💡 This recipe shows how to insert rows into a table so that downstream applications can read them.
The source table (server_logs
) is backed by the faker
connector, which continuously generates rows in memory based on Java Faker expressions.
As outlined in the first recipe Flink SQL operates on tables, that are stored in external systems. To publish results of a query for consumption by downstream applications, you write the results of a query into a table.
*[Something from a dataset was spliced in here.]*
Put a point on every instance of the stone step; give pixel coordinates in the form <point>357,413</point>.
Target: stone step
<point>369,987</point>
This table can be read by Flink SQL, or directly by connecting to the external system that is storing the data (e.g. an ElasticSearch index.)
This example takes the server_logs
tables, filters for client errors, and writes these logs into another table called client_errors
.
Any number of external systems could back the result table, including Apache Kafka, Apache Hive, ElasticSearch, JDBC, among many others.
To keep this example self-contained, client_errors
is of type blackhole
: instead of actually writing the data to an external system, the table discards any rows written to it.
CREATE TABLE server_logs (
client_ip STRING,
client_identity STRING,
userid STRING,
user_agent STRING,
log_time TIMESTAMP(3),
request_line STRING,
status_code STRING,
size INT
) WITH (
'connector' = 'faker',
'fields.client_ip.expression' = '#{Internet.publicIpV4Address}',
'fields.client_identity.expression' = '-',
'fields.userid.expression' = '-',
'fields.user_agent.expression' = '#{Internet.userAgentAny}',
'fields.log_time.expression' = '#{date.past ''15'',''5'',''SECONDS''}',
'fields.request_line.expression' = '#{regexify ''(GET|POST|PUT|PATCH){1}''} #{regexify ''(/search\.html|/login\.html|/prod\.html|cart\.html|/order\.html){1}''} #{regexify ''(HTTP/1\.1|HTTP/2|/HTTP/1\.0){1}''}',
'fields.status_code.expression' = '#{regexify ''(200|201|204|400|401|403|301){1}''}',
'fields.size.expression' = '#{number.numberBetween ''100'',''10000000''}'
);
CREATE TABLE client_errors (
log_time TIMESTAMP(3),
request_line STRING,
status_code STRING,
size INT
)
WITH (
'connector' = 'blackhole'
);
INSERT INTO client_errors
SELECT
log_time,
request_line,
status_code,
size
FROM server_logs
WHERE
status_code SIMILAR TO '4[0-9][0-9]';
An INSERT INTO query that reads from an unbounded table (like server_logs
) is a long-running application.
When you run such a statement in Apache Flink's SQL Client a Flink Job will be submitted to the configured cluster.
In Ververica Platform a so called Deployment will be created to manage the execution of the statement.